L’étude de Tado° est en tout cas une épine dans le pied du gouvernement tricolore, responsable de la politique énergétique de la France. Qui tarde d’ailleurs, en matière d’isolation, à apporter des réponses suffisantes. En 2017, déjà, soit deux ans après que le pays s’était engagé sur des objectifs ambitieux de réduction de gaz à effet de serre et de consommation d’énergie, les émissions carbonées, responsables en (très) grande partie du dérèglement climatique, dépassaient de près de 7 % les prévisions, tandis que l’on consommait 4,4 % d’énergie en plus par rapport aux programmations. « Dans le détail, le secteur du bâtiment est le plus mauvais élève, avec un dépassement de 22,7 % de l’objectif fixé », notait à l’époque le média « Reporterre ».

Alors que Paris doit remettre à la Commission européenne, au printemps 2020, sa stratégie de long terme pour la rénovation énergétique, en application de l’article 2 bis de la directive européenne sur la performance énergétique des bâtiments, l’association CLER, dans sa contribution auprès du Conseil national de la transition écologique – qui avait lancé jusqu’au 10 mars dernier une consultation publique sur la question –, l’affirme : les gouvernements successifs ont cruellement manqué de « vision stratégique » en matière de rénovation énergétique des bâtiments et paie le prix de « choix méthodologiques contestables ».

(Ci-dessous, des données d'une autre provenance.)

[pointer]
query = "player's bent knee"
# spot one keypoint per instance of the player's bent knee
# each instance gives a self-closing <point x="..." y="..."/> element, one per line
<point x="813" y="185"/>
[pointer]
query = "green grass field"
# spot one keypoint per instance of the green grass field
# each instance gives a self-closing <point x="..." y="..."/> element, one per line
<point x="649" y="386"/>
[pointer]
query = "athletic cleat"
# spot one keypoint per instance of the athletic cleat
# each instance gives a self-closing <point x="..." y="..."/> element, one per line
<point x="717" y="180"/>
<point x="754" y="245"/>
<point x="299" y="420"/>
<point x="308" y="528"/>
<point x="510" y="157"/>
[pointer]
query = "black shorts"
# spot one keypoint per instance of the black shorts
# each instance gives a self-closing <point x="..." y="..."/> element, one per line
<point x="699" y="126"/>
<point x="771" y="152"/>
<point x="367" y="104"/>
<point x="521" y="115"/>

Des travaux d’isolation sous-performants

« La France accuse un retard toujours plus important sur la trajectoire d’économies d’énergie fixée par la Loi de transition énergétique et vis-à-vis du cadre européen en vigueur. Le budget carbone du secteur bâtiment a par exemple été dépassé de près de 15 % en 2018 ! Si la France souhaite respecter ses objectifs d’économies d’énergie de long terme, la clé réside dans la mise en place de politiques publiques ambitieuses et d’une offre de financements à la hauteur des enjeux », estime le réseau. Qui milite notamment pour « l’éradication urgente des passoires énergétiques (étiquettes énergie F et G actuelles) ».

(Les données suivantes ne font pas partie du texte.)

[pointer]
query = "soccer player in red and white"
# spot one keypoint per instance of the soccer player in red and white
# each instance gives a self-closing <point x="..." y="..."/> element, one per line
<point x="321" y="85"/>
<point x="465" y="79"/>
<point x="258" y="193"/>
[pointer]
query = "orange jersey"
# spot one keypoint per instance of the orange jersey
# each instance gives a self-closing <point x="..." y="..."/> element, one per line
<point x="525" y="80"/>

Parmi les autres mesures préconisées par CLER, la mise en place d’une nouvelle politique de rénovation énergétique globale, au-delà de ce qui existe déjà, occupe le haut du panier. Avec notamment les « pistes stratégiques » suivantes : une trajectoire claire et assumée politiquement jusqu’au bout ; une réglementation forte pour garantir un droit effectif pour tous à un logement à la facture énergétique abordable ; des outils de financement adaptés, accessibles et efficaces ; des aides recentrées pour les ménages et les propriétaires bailleurs non solvables et calibrées en fonction de la performance atteinte en termes d’économies d’énergie – afin d’améliorer leur lisibilité et leur efficacité – ; des outils de déploiement opérationnels au plus près des territoires.

Les pistes ne manquent pas, donc, pour inciter la France à rattraper son retard européen en matière d’isolation des logements. L’Hexagone, sur le sujet, accumule d’ailleurs les revers, comme l’illustre le scandale de l’ « Isolgate » qui a été révélé en décembre dernier. Pour rappel, des experts interrogés à l’époque des faits, en 2014, avaient souligné que les performances de la laine de verre posée dans les bâtiments étaient dégradées et volontairement masquées. Au coeur du sujet: la pose de pare-vapeur et d’écrans de sous-toiture n’était pas clairement affirmée comme une nécessité pour conserver le potentiel d’isolation attendu, induisant de fait en erreur artisans et consommateurs qui privilégièrent une installation sous-performante. Problème : l’Etat, pendant ce temps, continuait de verser chaque année des milliards d’euros au titre de l’isolation thermique des bâtiments. Un scandale économique et énergétique qui s’ajoutent aux mauvaises performances françaises, plombant le bilan hexagonal en la matière.